Thursday, December 13, 2007

Hey Smartass

So that final was a joke. I looked the whole thing over twice checking my answers, and still finished with 50 minutes to spare. Out of 80. I think I was #5? Anyway, I will now plagiarize a letter written from my professor to the ISEP program regarding my awesomeness.

"Dear ISEP,

My name is Robert ----- and I am adjunct faculty at Western Washington University where I have taught a business law program, Management 271, since January 1998. My class enriolls 80 students each quarter.

During this past quarter, Fall 2007, I have had the pleasure of instructing Chelsea ----- as one of my business law students. I have come to know Chelsea better than I would most of my students because of the time she took outside of class to visit me during office hours to discuss course materials. I also enjoyed hearing her plans for the future, which seem quite bright to me.

Chelsea is an intelligent, personable and articulate students who stood out from her peers as being a most capable public speaker, notably when called upon to participate as part of the "Socratic Method" employed in my class. She is obviously quite interested in studying abroad, and, given her language skills, I believe she would make a wonderful spokesperson for our university, your program, and our country.

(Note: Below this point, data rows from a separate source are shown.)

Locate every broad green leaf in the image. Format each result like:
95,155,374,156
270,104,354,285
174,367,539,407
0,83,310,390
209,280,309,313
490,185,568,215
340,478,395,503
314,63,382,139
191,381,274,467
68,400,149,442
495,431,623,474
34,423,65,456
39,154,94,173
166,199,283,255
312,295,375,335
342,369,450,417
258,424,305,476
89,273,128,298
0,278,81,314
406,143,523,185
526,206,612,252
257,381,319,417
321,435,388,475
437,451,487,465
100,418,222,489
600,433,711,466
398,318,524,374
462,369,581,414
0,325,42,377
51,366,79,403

I hope you give Chelsea serious consideration as an applicant for your program.

Very yours truly,

Robert ----- etc etc"

This glowing report, plus the fact that I so clearly just aced his final, has inflated my ego to about 10x its normal size. Think of the Grinch. I used to be a bit of a wimp, scared of speaking up and certainly unsure of my worth. Now? I am the shit. Don't worry about making conversation, I'll just talk about myself for the next hour. Thanks. Besides, what could you possibly have to say that would top the cleverness of me?